Learn to Communicate Well from the Start

By Amy Barr, The Lukeion Project
As online educators who can’t see students' faces or raised hands, the instructors at The Lukeion Project strongly encourage students to develop good communication skills as early as possible. The importance of learning how to express oneself accurately and persuasively is not limited to student/instructor emails. Students must start with the basic skills needed to ask for a little Latin help and develop them into the full-color palette of abilities needed for longer academic projects in upper-level classes. Students must start early as they learn how to communicate effectively. 
Communication today is all about precision and concision on one hand, and persuasive detailed expression on the other. Whether you are writing an email to your instructor, asking your coach for advice, developing a persuasive argument to win a good grade, or just texting your mom to ask for a few more hours at a friend’s house, good communication is a learned skill that takes time and attention to develop. If you are a student, here are a few suggestions for developing yourself in this area.

Students (not parents) should email their instructors

Sure, educators can seem scary, plus mom (or dad) are already old pros at sending emails. What’s wrong with getting your parents to fire off a fast request to the instructor? Learning how to ask questions artfully, requesting extensions persuasively, imploring a second look at a score politely, or asking for clarifications humbly, all build the basic building blocks of good communication. The failure to either provide enough precise information or to politely self-advocate may end in undesirable results. There's excellent motivation for learning how to write your instructor with skill.
Being precise, concise, and persuasive are qualities that never magically pop up on their own. They don’t just suddenly blossom when you hit a certain age. The only way you can grow comfortable with effective communication is to start with small tasks then build to bigger ones. Trial, error, and experience are key.

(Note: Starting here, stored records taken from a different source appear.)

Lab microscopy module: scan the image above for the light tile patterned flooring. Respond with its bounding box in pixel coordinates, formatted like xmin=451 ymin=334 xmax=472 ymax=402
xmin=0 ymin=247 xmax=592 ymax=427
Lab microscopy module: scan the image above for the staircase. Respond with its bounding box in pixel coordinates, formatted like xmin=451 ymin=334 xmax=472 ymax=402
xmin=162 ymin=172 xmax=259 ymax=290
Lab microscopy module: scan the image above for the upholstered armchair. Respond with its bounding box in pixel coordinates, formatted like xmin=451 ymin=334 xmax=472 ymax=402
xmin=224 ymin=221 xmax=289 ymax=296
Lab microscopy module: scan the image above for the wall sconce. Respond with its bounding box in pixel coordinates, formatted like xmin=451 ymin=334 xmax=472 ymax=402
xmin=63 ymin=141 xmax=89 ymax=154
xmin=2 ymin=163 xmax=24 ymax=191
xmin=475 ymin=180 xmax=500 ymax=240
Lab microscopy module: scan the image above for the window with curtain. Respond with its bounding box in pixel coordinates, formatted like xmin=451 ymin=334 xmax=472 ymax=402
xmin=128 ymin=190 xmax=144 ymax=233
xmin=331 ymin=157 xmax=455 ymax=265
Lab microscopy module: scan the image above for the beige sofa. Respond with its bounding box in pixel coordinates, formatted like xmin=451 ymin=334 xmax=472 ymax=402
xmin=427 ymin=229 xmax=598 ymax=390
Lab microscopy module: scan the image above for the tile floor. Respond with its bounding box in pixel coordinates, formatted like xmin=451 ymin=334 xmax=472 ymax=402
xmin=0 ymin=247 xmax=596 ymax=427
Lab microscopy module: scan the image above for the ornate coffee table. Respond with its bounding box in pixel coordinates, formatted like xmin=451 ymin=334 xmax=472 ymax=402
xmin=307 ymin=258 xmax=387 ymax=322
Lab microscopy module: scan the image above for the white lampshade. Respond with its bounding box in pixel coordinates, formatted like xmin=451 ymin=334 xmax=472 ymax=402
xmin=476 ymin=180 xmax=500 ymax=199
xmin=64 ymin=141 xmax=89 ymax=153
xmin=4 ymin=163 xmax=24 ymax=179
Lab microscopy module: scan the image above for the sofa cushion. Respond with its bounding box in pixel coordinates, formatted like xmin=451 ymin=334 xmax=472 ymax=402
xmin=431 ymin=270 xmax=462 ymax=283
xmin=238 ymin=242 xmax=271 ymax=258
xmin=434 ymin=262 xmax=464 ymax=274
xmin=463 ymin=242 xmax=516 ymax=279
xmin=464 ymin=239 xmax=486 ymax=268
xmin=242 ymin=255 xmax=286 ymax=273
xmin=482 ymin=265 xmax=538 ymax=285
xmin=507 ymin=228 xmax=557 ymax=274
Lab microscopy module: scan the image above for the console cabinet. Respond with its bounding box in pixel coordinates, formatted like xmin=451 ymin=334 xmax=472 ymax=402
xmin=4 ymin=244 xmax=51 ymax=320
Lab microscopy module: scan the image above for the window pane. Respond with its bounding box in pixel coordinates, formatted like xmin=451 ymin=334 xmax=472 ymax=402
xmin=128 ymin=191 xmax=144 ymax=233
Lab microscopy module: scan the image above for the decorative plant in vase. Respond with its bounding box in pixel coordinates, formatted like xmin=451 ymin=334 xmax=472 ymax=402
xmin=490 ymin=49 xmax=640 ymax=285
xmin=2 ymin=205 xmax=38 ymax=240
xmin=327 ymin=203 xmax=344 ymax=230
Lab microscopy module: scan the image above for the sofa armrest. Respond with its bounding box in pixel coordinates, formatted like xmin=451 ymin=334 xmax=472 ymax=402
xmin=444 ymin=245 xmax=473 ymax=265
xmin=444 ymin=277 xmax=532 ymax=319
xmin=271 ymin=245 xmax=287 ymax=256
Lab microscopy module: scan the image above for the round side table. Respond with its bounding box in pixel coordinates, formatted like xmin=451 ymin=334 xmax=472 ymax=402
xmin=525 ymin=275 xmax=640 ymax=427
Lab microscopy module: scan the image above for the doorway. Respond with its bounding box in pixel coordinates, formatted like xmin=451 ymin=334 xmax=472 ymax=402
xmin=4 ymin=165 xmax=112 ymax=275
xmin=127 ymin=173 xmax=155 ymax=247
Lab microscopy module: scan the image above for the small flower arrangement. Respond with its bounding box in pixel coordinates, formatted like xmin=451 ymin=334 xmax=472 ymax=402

Students should embrace writing challenges instead of avoiding them

Ask a college professor. He or she will tell you there are two kinds of students: those who can write, and those who can’t. College professors hope you know how to write a good research paper when you walk into their classrooms. Students who come to college with these skills well in hand will find they are 75% less stressed than their classmates who arrived in class without a clue. Unequipped students will need to camp out at the writing lab in all their spare time. Well-prepared students get to focus their energies on their actual classes.
Several of our semester classes require research papers because such assignments develop critical thinking, project management, time management, plus clear, persuasive, organized, and analytical writing. Students should build their skills with emails early on but then be quite conscientious about continuing to building them (Skillful Scribbler and Muse Series) so that a student is ready to take the classes that require persuasive writing (Rhetoric) as well as research papers (Classical History or mythology)--by 10th grade or--at the very latest--11th grade. After students have been through a couple research papers, they are ready for classes like College Composition, College Research Writing, as well as our AP classes that require subject mastery plus excellent analytical writing.

Students should learn to express their ideas fully

Many of the exams that you will take at The Lukeion Project will require assigned essays. Students lose points by failing to express their answers to the prompt fully. There is no virtue in a short or vague answer. A single rambling paragraph wins few points.
Educators assign essay prompts to see if a student fully understands elements of the course such as an assigned reading passage, an epic plot, a historical event, or any of dozens of things that should be synthesized from things they read and heard. Those who answer an essay prompt vaguely or with few specific details have failed to grasp the basic expectation of an essay.
Always write as detailed and as complete a response that your exam time will allow you to write. Don’t quit early. Demonstrate your mastery and comprehension fully. Impress your readers.